Duke did note some encouraging signs in the housing market, including a slowdown in the pace of home prices’ decline and an edging up in housing starts and permits. And she expressed confidence that as the economy slowly improves, some elements of the housing market will strengthen, as confidence increases. Lenders seem to be reluctant now to make loans in part because of concerns over the higher cost of servicing delinquent loans and worries over regulations still being shaped, Duke said. “Collectively, these uncertainties about the future are likely contributing significantly to the tight lending standards in the mortgage market today,” she said. The Federal Reserve will use its “best judgment to weigh the cost and availability of credit against consumer protection, investor clarity, and financial stability as it writes rules,” she said. Duke stressed that lenders need clarity to shape business models and plan for the future. “I don’t want to diminish the importance of any individual policy decision, but I do believe that the most important prescription for the housing market is for these decisions to be made and the path for the future of housing finance to be set,” she said.
NAHB – builder confidence up in May
Builder confidence in the market for newly built, single-family homes gained five points in May from a downwardly revised reading in the previous month to reach a level of 29 on the National Association of Home Builders (NAHB)/Wells Fargo Housing Market Index (HMI), released today.
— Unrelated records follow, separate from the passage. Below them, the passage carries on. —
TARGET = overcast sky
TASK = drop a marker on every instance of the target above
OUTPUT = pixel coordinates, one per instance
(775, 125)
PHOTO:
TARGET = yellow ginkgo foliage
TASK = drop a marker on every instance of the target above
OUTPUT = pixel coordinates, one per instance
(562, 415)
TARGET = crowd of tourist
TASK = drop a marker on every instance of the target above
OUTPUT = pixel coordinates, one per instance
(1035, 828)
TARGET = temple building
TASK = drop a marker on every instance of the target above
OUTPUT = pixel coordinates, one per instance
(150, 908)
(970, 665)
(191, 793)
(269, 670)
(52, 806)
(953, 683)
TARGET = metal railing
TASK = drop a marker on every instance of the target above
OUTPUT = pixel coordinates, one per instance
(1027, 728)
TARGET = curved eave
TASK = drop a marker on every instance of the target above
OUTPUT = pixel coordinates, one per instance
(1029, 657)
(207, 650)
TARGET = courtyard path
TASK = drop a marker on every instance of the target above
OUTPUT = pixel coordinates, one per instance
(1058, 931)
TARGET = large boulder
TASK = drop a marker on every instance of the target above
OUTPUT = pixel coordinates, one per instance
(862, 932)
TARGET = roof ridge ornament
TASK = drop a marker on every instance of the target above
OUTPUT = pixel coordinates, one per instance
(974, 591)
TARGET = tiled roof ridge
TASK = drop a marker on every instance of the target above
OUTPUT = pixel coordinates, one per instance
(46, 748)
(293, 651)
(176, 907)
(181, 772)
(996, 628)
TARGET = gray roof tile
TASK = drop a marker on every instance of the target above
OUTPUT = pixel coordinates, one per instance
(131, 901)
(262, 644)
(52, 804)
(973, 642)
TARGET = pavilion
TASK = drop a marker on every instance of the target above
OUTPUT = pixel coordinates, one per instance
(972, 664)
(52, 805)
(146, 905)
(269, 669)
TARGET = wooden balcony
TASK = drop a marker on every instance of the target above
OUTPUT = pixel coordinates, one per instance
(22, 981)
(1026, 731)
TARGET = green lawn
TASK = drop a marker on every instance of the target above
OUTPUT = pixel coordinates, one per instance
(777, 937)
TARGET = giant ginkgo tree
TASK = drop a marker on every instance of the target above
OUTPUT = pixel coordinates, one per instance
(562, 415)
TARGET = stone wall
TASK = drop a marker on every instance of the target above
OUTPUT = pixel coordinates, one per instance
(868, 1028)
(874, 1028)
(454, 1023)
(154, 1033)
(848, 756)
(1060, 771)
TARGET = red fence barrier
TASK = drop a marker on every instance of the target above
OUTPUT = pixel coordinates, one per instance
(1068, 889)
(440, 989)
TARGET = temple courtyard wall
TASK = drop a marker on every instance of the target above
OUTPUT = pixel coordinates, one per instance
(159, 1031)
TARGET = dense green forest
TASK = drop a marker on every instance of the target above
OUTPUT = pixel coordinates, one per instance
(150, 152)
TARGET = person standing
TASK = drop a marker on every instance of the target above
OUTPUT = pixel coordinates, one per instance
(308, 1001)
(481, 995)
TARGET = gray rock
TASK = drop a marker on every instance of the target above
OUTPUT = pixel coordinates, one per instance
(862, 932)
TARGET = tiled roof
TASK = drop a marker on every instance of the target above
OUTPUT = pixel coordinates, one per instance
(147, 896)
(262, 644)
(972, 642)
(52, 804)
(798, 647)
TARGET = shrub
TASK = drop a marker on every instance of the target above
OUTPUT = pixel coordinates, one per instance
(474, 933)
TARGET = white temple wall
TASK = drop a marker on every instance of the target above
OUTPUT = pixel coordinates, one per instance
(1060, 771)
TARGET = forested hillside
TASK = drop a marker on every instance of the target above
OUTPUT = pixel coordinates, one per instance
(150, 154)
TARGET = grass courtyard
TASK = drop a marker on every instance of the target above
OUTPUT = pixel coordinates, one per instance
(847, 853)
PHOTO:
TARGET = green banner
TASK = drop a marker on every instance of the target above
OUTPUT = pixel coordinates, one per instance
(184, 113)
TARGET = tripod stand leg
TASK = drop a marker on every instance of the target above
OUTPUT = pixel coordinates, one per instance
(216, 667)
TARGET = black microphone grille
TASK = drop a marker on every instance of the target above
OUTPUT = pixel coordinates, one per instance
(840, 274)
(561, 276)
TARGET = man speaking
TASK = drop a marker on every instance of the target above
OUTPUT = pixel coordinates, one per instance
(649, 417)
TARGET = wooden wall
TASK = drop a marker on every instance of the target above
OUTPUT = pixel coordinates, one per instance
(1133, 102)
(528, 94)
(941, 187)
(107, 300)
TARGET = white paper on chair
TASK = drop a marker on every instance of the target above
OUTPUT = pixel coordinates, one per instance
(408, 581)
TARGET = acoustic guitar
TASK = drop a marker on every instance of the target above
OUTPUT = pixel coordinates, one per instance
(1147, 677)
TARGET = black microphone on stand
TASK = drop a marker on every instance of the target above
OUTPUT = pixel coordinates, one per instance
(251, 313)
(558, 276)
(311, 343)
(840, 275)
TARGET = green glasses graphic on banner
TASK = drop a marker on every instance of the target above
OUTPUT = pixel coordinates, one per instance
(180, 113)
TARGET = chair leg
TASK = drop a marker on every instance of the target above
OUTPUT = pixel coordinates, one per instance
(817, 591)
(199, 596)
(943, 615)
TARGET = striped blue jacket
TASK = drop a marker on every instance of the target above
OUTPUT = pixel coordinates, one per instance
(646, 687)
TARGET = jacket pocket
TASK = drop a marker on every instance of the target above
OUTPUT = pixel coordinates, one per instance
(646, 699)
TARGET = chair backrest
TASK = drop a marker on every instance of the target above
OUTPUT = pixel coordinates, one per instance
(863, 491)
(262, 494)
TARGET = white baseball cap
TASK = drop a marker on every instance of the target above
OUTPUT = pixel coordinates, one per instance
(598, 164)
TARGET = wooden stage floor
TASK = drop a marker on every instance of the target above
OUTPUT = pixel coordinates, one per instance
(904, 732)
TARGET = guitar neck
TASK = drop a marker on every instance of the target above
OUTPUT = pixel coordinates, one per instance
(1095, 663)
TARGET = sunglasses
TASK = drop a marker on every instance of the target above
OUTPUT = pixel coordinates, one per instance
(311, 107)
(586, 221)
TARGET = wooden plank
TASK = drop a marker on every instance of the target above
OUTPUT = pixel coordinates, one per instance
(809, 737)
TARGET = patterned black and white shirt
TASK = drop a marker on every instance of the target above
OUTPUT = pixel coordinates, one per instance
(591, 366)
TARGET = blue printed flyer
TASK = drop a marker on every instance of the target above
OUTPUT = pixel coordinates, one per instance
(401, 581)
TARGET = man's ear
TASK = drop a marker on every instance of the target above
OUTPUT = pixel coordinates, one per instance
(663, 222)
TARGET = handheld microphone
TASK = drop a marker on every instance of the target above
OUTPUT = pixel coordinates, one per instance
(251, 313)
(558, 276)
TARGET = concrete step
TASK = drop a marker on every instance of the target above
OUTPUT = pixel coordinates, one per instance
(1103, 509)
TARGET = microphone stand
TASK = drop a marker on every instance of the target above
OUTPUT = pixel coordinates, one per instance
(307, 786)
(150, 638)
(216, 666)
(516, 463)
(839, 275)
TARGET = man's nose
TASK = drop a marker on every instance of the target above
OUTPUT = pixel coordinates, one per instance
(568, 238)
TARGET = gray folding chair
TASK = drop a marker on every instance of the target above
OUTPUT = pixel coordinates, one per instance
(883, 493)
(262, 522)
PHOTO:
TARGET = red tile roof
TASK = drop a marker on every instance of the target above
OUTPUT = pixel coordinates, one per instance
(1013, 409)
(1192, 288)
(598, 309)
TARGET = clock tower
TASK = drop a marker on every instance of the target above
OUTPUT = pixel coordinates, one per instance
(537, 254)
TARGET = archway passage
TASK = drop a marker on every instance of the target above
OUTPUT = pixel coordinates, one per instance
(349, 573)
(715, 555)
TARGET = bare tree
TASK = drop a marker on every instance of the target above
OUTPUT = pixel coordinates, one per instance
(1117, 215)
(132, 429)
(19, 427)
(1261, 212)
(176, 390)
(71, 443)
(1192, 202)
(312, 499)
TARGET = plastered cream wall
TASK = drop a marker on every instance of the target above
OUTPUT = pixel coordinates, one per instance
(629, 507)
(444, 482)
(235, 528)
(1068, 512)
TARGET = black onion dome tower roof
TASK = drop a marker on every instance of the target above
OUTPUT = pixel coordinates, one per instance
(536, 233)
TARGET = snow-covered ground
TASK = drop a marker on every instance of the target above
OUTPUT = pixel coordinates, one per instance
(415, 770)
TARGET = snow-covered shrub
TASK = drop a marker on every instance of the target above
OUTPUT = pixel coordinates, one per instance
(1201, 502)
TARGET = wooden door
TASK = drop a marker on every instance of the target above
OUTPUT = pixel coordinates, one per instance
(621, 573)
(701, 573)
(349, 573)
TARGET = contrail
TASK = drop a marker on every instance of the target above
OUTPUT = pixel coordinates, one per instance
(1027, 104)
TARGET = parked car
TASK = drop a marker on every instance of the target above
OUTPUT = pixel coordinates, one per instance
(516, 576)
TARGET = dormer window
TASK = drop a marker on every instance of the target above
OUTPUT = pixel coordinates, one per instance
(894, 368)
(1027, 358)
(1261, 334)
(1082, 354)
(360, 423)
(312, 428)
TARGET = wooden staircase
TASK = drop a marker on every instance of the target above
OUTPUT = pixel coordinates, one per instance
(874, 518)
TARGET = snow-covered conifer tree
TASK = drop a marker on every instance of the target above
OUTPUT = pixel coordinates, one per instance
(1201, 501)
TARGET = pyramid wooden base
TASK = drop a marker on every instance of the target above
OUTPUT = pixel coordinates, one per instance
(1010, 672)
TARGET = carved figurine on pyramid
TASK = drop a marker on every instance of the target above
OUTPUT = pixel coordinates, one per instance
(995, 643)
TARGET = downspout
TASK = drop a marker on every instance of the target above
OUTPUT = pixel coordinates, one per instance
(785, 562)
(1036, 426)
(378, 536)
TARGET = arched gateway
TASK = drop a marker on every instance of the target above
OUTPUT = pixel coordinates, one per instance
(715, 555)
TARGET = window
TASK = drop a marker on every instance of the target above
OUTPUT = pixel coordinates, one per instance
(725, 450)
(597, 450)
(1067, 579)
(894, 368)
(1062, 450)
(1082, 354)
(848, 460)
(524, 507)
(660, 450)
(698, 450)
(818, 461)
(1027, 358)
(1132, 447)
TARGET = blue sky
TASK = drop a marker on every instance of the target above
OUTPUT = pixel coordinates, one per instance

This is the index’s strongest reading since May of 2007. Derived from a monthly survey that NAHB has been conducting for 25 years, the NAHB/Wells Fargo Housing Market Index gauges builder perceptions of current single-family home sales and sales expectations for the next six months as “good,” “fair” or “poor.” The survey also asks builders to rate traffic of prospective buyers as “high to very high,” “average” or “low to very low.” Scores from each component are then used to calculate a seasonally adjusted index where any number over 50 indicates that more builders view conditions as good than poor. Each of the index’s components rebounded from declines in the previous month. The component gauging current sales conditions and the component gauging traffic of prospective buyers each rose five points in May to 30 and 23, respectively, with the traffic component hitting its highest level since April of 2007. The component gauging sales expectations in the next six months rose three points to 34. Three out of four regions registered improving builder sentiment in May. This included a six-point gain to 32 in the Northeast, and five-point gains to 27 and 28 in the Midwest and South, respectively. The West posted a two-point decline, to 29.